If Anthony Bushell was a new director for the firm, he was not unknown in british cinema circles. He had led an important acting career within Laurence Olivier's repertory company.
He had also appeared in the television series QUATERMASS AND THE PIT, which Hammer would later adapt as a feature film (2).
Bushell encouraged his actors to be creative and propose ideas to enhance their part during rehearsals. Like we did for BRIDES OF DRACULA, we rehearsed a lot on the sets (in the mood) and shot very few takes. The key word was economy.
Bushell was very careful when directing group scenes. There were a lot to deal with in this film.

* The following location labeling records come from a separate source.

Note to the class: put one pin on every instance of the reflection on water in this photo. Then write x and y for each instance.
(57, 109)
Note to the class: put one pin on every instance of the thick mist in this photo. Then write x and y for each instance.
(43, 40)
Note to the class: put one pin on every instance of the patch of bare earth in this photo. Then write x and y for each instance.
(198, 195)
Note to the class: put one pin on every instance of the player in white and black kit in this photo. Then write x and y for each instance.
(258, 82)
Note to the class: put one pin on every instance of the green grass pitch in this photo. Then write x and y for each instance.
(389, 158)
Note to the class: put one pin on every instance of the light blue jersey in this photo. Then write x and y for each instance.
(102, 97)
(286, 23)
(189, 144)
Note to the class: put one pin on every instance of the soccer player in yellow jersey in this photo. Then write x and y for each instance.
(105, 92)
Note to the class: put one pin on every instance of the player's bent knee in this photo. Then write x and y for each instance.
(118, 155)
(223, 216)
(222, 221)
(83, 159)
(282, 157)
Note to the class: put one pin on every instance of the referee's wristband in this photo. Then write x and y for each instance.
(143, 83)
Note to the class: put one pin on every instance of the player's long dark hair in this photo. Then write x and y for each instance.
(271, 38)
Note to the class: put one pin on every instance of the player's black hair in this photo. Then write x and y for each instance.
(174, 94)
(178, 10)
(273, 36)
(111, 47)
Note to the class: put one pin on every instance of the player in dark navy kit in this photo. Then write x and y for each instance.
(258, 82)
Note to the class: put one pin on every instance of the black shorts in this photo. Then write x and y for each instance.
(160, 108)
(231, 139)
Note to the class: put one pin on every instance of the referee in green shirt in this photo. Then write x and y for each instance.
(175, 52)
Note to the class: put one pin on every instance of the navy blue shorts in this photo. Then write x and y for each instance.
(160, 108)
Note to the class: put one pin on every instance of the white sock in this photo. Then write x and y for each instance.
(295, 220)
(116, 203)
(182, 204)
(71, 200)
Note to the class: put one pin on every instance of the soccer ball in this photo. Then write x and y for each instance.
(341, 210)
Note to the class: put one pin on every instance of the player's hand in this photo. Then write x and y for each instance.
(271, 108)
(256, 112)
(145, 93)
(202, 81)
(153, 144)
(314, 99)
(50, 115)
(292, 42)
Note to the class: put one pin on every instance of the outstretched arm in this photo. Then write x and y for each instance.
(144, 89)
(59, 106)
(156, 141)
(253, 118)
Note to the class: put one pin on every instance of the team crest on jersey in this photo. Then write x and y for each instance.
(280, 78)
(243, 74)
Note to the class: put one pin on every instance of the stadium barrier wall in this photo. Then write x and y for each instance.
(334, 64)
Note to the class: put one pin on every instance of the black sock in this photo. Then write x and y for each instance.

Although we shared billings, I had no scene against Christopher Lee. I saw him at breakfast time, during breaks. He was very concentrated on his part and we had very few occasions to talk. I remember hiding like a little mouse on the set where he was shooting his final scenes, just to watch him play. He was in his palace, surrounded by his minions. He knew how to use his make-up and commanding voice to offer a disturbing performance. I found him very impressive.
We had an opportunity to meet again, many years later, during an adventure film festival in Paris (3). I still remember that meeting very fondly. Christopher told me that THE TERROR OF THE TONGS was "a very happy film". He also mentioned BRIDES OF DRACULA, which he had seen. An occasion for us to merrily recall the memory of dear Peter (Cushing).
I shared all my scenes with the irish actor Geoffrey Toone, who played captain Jackson. He proved quite a pleasant partner. Between takes, he had a very paternal attitude towards me. A frequent traveller himself, he liked me to speak about France and my life in Rome. He attended a party at the London French Institute on the occasion of the publishing of Wayne Kinsey's book: HAMMER FILMS THE BRAY STUDIOS YEARS in 2002. He greeted me warmly, declaring : "You are forever my little Lee !"
Like in all Hammer classics, set decoration was tremendously important. Bernard Robinson (4) and his team had built, on the banks of the Thames, a very impressive Hong-Kong dock.
Part of the perspective was then added through matte-painting during shooting.
It is in that set that Lee, my character, met her tragic end. I received in the back a hatchet meant to kill the captain. My death triggered a fight between the sect and the forces of the resistance. We shot it during two consecutive nights. Two nights during which I lied with my eyes closed on the dock while I heard extras fighting around me. They did it with so much energy that I had one fear in mind : that someone would walk on my head ! I wasn't the only one to think about that. I still hear Bushell shout : "Be careful ! Don't hurt my girl ! Don't hurt my girl !" His kindness was as personal as it was professional. I still had a few scenes to shoot !
When THE TERROR OF THE TONGS was released in Italy, I promoted it in Rome and Ravello, where I lived. I gave a televised interview in a movie theater. A few months earlier, I had the honor to be awarded the Argento Torre Eiffel, a distinction given to a french actress for her career on the peninsula. That's an another story.
(1) Jack Asher, the brilliant director of photography of BRIDES OF DRACULA was replaced by Arthur Grant.
(2) In the "genre" we are interested in, Anthony Bushell also shared credits with Boris Karloff in the english classic THE GHOUL (1933).
(3) Festival Jules Verne aventure in 2006.
(4) Also known for his ingenuity recycling sets of previous pictures. In captain Jackson's appartments, you may find some elements of Marianne Danielle's room (BRIDES OF DRACULA).